No puede omitirse aquí el notable peso que en la opinión pública tuvieron los casos de corrupción que ocurrieron en aquellos años (causa central del deterioro de su credibilidad como proyecto emancipador); siendo una necedad seguir insistiendo en que todas esas denuncias son producto del law fare o la persecución judicial de macrismo. José López o Ricardo Jaime fueron funcionarios venales de primer orden, y si bien tanto Néstor como Cristina no se enriquecieron con la función pública son los responsables políticos de esas designaciones.

La corrupción en la cosa pública no se erradica con moralinas republicanas sino cambiando de cuajo los mecanismos de financiamiento de las campañas electorales.

Un párrafo inevitable para la experiencia del Frente de Todos, experiencia anfibia entre un kirchnerismo como fuerza mayoritaria y actores antes distanciados que se sumaron con otras perspectivas. En condiciones excepcionalmente adversas, mantuvo los trazos ideológicos básicos tanto del peronismo originario como del período 2003-2015, pero su incapacidad para mejorar suficientemente los ingresos de los sectores populares selló negativamente su destino.

Finalmente, una referencia insoslayable sobre Cristina Fernández de Kirchner. Su figura nos despierta aprecio y en algún caso admiración. Encabezó dos buenas presidencias, exhibió siempre firmeza ideológica y sobrellevó con entereza situaciones sumamente ingratas (la muerte de su compañero de toda la vida, el acoso judicial de Comodoro Py, la enfermedad de su hija y el atentando contra su vida).
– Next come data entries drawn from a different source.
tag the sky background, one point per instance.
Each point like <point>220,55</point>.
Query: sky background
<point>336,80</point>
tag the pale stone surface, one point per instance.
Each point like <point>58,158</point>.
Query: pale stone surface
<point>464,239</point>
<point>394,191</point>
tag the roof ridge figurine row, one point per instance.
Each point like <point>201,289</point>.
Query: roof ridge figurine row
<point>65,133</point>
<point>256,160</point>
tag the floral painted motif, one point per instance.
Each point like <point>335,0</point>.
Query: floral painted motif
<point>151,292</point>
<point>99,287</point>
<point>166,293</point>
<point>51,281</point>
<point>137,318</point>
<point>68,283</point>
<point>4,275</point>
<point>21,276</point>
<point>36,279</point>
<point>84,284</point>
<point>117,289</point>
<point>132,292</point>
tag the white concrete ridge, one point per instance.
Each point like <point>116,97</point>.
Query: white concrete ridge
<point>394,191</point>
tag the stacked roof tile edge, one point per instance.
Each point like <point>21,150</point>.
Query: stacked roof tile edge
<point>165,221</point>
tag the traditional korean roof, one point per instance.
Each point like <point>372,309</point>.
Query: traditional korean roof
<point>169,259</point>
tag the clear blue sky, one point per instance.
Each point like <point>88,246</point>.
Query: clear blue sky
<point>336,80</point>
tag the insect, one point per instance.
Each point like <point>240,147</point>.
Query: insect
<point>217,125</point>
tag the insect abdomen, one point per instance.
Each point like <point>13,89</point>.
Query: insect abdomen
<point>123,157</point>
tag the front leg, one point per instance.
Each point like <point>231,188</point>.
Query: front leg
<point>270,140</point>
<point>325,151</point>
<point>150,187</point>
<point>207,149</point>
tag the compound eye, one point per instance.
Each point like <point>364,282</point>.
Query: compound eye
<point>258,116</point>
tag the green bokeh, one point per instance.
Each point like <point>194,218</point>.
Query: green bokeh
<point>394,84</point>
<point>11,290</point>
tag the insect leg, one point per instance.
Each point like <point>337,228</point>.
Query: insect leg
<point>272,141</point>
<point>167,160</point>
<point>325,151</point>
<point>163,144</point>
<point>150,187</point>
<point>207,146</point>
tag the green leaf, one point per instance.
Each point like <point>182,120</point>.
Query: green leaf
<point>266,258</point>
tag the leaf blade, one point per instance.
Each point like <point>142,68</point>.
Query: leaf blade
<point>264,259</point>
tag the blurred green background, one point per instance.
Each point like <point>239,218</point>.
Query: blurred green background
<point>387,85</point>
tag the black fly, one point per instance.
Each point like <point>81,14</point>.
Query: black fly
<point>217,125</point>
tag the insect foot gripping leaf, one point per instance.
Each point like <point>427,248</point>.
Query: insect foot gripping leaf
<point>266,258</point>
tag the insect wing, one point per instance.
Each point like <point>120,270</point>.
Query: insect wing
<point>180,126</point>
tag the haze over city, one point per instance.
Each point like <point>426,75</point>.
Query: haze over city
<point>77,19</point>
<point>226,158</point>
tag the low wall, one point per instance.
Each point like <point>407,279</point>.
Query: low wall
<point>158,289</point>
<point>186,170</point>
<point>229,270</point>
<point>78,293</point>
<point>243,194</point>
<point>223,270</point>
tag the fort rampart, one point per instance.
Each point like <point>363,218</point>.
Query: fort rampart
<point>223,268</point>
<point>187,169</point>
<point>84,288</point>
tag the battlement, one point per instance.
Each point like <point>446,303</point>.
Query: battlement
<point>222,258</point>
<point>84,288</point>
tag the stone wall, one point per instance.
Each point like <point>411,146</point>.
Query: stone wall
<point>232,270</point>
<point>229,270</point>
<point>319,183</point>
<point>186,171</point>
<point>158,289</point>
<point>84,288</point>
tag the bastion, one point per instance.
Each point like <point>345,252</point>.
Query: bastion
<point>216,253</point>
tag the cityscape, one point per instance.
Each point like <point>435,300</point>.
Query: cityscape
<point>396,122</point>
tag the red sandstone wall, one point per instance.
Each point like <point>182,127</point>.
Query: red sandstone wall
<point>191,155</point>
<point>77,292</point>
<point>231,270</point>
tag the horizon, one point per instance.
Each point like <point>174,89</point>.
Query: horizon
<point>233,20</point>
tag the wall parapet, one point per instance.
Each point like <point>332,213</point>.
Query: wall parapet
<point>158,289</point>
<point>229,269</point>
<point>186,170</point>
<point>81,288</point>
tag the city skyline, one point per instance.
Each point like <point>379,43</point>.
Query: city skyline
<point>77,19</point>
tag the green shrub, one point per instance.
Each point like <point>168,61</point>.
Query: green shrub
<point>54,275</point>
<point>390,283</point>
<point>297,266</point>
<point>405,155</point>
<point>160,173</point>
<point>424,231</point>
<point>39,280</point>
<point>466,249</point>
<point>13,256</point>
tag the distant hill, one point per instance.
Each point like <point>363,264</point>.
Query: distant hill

Sin embargo, tuvo desaciertos en la gestión (como subestimar la importancia de conservar determinados equilibrios macroeconómicos), mostró una intemperancia política que dificultó la posibilidad de construir consensos más amplios, tomó en más de una ocasión decisiones electorales que no fueron apropiadas e intentó encorsetar al kirchnerismo en una organización de su máxima confianza.

Capítulo aparte fue la creación del Frente de Todos, donde junto con Alberto Fernández se nos convocó sabiamente a una gesta unitaria contra la derecha neoliberal, que culminó con ambos líderes sin dirigirse la palabra. Ninguna supuesta “diferencia política” justifica tan infausta desembocadura.

 

Su rol en el rearmado de Unión por la Patria será relevante, pero dando paso a formas de conducción más horizontales, y alentando la aparición de nuevos liderazgos que puedan abastecer a un peronismo sin ningún vestigio de su versión neoliberal y a su vez receptivo de identidades e inquietudes que no fueron, son ni serán de raigambre peronista.